Mothers 'turn to Google before GP'

Some 26% of mothers said they would go online for information if their child was poorly, a poll shows

Some 26% of mothers said they would go online for information if their child was poorly, a poll shows

First published in National News © by

Mothers are more likely to turn to "Dr Google" than their family doctor to seek advice if their child is poorly, a poll suggests.

A new survey found that GPs are third on the list of sources of advice for mothers, behind seeking help from their own mothers and going online.

The poll, conducted by law firm Irwin Mitchell on 2,000 mothers from across the UK, found that one in five would go to their GP as their first port of call if their child was ill.

Twenty nine percent said they would first ask their own mother for advice and 26% said they would rely on the internet for information.

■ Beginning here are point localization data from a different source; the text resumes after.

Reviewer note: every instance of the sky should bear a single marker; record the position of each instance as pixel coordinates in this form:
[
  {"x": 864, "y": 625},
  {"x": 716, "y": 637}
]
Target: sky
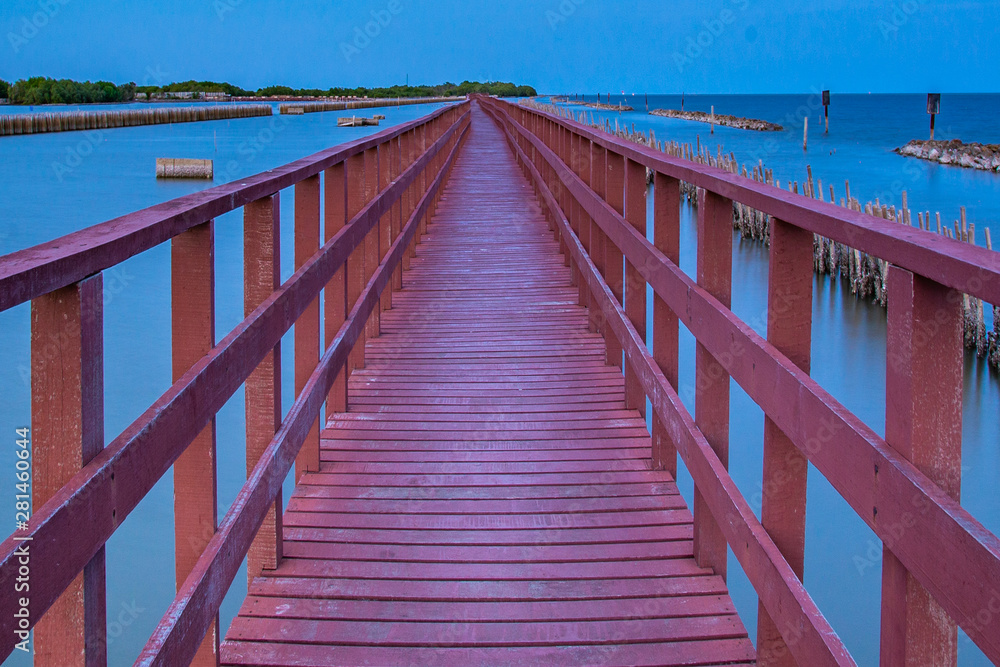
[{"x": 557, "y": 46}]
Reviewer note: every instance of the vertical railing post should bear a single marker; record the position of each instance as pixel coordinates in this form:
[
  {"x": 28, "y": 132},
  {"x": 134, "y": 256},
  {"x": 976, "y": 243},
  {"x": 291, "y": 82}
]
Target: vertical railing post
[
  {"x": 613, "y": 259},
  {"x": 667, "y": 238},
  {"x": 585, "y": 224},
  {"x": 356, "y": 262},
  {"x": 924, "y": 376},
  {"x": 398, "y": 164},
  {"x": 598, "y": 178},
  {"x": 385, "y": 174},
  {"x": 715, "y": 269},
  {"x": 335, "y": 293},
  {"x": 783, "y": 495},
  {"x": 307, "y": 208},
  {"x": 634, "y": 290},
  {"x": 406, "y": 159},
  {"x": 261, "y": 277},
  {"x": 372, "y": 259},
  {"x": 573, "y": 212},
  {"x": 67, "y": 409},
  {"x": 192, "y": 298}
]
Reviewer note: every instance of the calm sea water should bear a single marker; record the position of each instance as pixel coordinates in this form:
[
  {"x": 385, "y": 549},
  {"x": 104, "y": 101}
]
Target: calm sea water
[
  {"x": 57, "y": 183},
  {"x": 843, "y": 556},
  {"x": 53, "y": 184}
]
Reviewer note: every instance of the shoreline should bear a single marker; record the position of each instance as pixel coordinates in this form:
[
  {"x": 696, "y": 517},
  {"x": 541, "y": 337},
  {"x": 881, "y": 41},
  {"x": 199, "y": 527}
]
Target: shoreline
[
  {"x": 593, "y": 105},
  {"x": 984, "y": 157},
  {"x": 725, "y": 120}
]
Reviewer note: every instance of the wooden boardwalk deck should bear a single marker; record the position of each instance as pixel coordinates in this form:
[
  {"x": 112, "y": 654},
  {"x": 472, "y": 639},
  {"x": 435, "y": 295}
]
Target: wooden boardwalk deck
[{"x": 488, "y": 498}]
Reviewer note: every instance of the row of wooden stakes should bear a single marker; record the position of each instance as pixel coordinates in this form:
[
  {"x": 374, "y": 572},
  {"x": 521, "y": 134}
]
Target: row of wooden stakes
[
  {"x": 317, "y": 107},
  {"x": 68, "y": 121},
  {"x": 865, "y": 273}
]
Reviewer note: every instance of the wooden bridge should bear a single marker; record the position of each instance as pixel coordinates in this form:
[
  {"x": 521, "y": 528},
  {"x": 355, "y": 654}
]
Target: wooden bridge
[{"x": 475, "y": 482}]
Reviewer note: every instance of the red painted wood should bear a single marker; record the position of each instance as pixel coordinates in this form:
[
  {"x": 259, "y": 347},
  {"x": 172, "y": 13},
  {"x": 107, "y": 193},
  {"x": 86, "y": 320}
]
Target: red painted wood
[
  {"x": 614, "y": 262},
  {"x": 635, "y": 285},
  {"x": 335, "y": 294},
  {"x": 778, "y": 586},
  {"x": 196, "y": 514},
  {"x": 372, "y": 255},
  {"x": 666, "y": 346},
  {"x": 783, "y": 487},
  {"x": 67, "y": 432},
  {"x": 307, "y": 349},
  {"x": 261, "y": 277},
  {"x": 924, "y": 424},
  {"x": 598, "y": 175},
  {"x": 33, "y": 272},
  {"x": 374, "y": 529},
  {"x": 715, "y": 269}
]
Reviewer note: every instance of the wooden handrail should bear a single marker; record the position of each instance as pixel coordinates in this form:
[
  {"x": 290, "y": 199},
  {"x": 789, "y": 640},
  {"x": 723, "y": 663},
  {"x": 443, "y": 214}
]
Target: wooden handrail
[
  {"x": 941, "y": 544},
  {"x": 97, "y": 500}
]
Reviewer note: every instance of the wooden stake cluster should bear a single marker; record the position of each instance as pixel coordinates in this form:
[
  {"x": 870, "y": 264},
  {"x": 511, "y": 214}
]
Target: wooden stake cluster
[
  {"x": 317, "y": 107},
  {"x": 865, "y": 273},
  {"x": 68, "y": 121}
]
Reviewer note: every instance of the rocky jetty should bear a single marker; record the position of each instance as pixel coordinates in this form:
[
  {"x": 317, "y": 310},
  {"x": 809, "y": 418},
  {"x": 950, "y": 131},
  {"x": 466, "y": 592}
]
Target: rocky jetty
[
  {"x": 955, "y": 152},
  {"x": 720, "y": 119}
]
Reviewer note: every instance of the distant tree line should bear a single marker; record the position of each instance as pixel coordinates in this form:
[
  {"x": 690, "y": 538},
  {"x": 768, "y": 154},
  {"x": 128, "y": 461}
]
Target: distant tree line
[
  {"x": 197, "y": 87},
  {"x": 444, "y": 90},
  {"x": 42, "y": 90}
]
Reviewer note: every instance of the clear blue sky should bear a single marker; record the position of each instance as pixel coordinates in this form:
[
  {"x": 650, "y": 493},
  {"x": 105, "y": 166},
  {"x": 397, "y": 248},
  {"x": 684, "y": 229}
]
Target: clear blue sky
[{"x": 706, "y": 46}]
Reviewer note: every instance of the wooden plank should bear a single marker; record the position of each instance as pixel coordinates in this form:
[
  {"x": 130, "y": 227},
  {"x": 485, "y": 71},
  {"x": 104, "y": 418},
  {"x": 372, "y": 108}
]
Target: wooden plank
[
  {"x": 783, "y": 486},
  {"x": 124, "y": 472},
  {"x": 261, "y": 277},
  {"x": 715, "y": 276},
  {"x": 554, "y": 514},
  {"x": 786, "y": 599},
  {"x": 196, "y": 514},
  {"x": 67, "y": 432},
  {"x": 335, "y": 293},
  {"x": 924, "y": 377},
  {"x": 203, "y": 594},
  {"x": 635, "y": 285},
  {"x": 666, "y": 346},
  {"x": 307, "y": 351}
]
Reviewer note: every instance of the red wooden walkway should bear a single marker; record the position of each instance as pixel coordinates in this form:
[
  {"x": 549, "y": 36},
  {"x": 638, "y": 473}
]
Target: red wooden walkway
[{"x": 488, "y": 499}]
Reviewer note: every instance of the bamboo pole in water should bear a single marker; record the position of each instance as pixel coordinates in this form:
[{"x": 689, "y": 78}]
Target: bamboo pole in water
[{"x": 36, "y": 123}]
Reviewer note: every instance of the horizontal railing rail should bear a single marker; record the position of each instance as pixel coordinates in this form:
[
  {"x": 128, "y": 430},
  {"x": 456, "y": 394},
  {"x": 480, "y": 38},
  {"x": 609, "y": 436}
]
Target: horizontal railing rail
[
  {"x": 379, "y": 192},
  {"x": 905, "y": 486}
]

Not wanting to bother their family doctor unnecessarily was the most common reason for mother's turning to other places for advice, with 58% saying this was their reason for seeking help elsewhere.

But one in 10 said they feel like their doctor does not really listen to them and another 14% said they feared they would be "fobbed off".

Almost three in five said that past experience with a doctor has made them feel like a "paranoid mother".

Meanwhile the poll also found that two in five mothers (41%) had questioned a doctor's diagnosis of their child because it differed from what an internet search had suggested.

Of these mothers, some 38% had sought a second opinion for this reason.

Lisa Jordan, a specialist medical negligence lawyer at Irwin Mitchell Solicitors, which commissioned the survey, said: "The NHS carries out great work and doctors save lives on a daily basis, but it seems many people are losing confidence without a familiar doctor, a struggle to get an appointment and medical staff who are coping with more people than ever to treat.

"There are real patient safety concerns about the resources available to the NHS and it appears to be driving patients to look elsewhere for expert medical advice - which could prove to be very dangerous.

"The problem with advice over the internet is that it can be difficult to verify how appropriate or accurate the diagnosis is and there is a wealth of information that is out of date or just plain wrong."